Charges Possible For Woman Who Left Loaded Gun In Aquarium Bathroom
DRAPER, Utah – The case involving a woman who left a loaded gun in a restroom at the Living Planet Aquarium in Draper will be forwarded to prosecutors to see if criminal charges should be filed.
Originally, officials from the Draper Police Department said it would be returning the weapon to its owner and close the case without pursuing charges.
“After further review of the facts of this case, we reached out the to the Salt Lake County District Attorney’s Office to review this incident,” investigators from police department said in a statement. “We will be presenting this information to the District Attorney’s Office who will decide if there is enough evidence to support a criminal charge.”
Around 12:30 p.m. on Tuesday, a customer found the handgun inside the women’s bathroom and alerted authorities. Later that evening, police heard from the owner of the gun who said she had seen a news report about the incident.
“The lady who had left the gun found out about it and called us,” said Sgt. Scott Adams. “She was extremely apologetic, extremely upset and embarrassed about what she had done.”
The loaded pistol, which was in a holster, was sitting on the top of a folded-up diaper changing table. Sgt. Adams said the owner told police she “got distracted” and forgot to pick up her gun when leaving the bathroom.
Detectives said they’d need a few more days to finish their report before sending it to prosecutors who will then make the final decision about whether the woman will be charged with a crime. Sgt. Adams said the only crime investigators think could apply to the case would be reckless endangerment.
Salt Lake County District Attorney Sim Gill said without seeing the police report he could not comment on whether charges are likely. In general, he said there was cause for concern.
“I think what is probably more troubling here is that this is a public place with children that are there,” Gill said. “There is a certain forgetfulness and certain recklessness in not knowing where your weapon is.”
Even though the aquarium has signs stating no guns are allowed, Utah law still allows concealed firearm permit holders to bring guns onto the property, Gill said, so it was not a violation of law to have the gun there. However, it’s up to the business owners to enforce their rules.

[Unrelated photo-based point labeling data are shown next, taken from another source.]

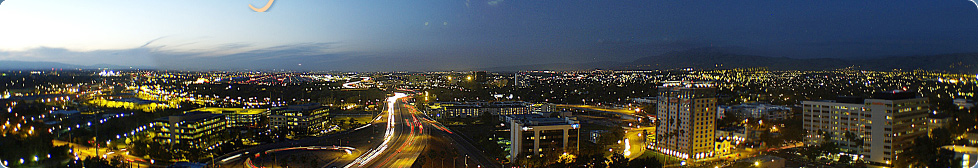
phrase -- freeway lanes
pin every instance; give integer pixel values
(404, 140)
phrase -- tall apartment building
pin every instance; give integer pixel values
(534, 134)
(687, 112)
(887, 124)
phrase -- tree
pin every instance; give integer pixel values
(617, 160)
(646, 162)
(845, 159)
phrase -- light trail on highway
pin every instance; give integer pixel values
(388, 134)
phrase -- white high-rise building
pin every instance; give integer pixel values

“It’s not about an issue whether you can carry the weapon. Now, what are you doing with that weapon? Is it endangering other people with your conduct or not?” Gill said. “I think there’s a sense of personal responsibility that everybody has to exercise if you’re going to have the privilege to carry that weapon.”
Sgt. Adams said the situation was a good reminder to gun owners.
“That’s the responsibility that you take on as a concealed carry permit holder is to make sure you’re keeping those firearms secure at all times,” he said.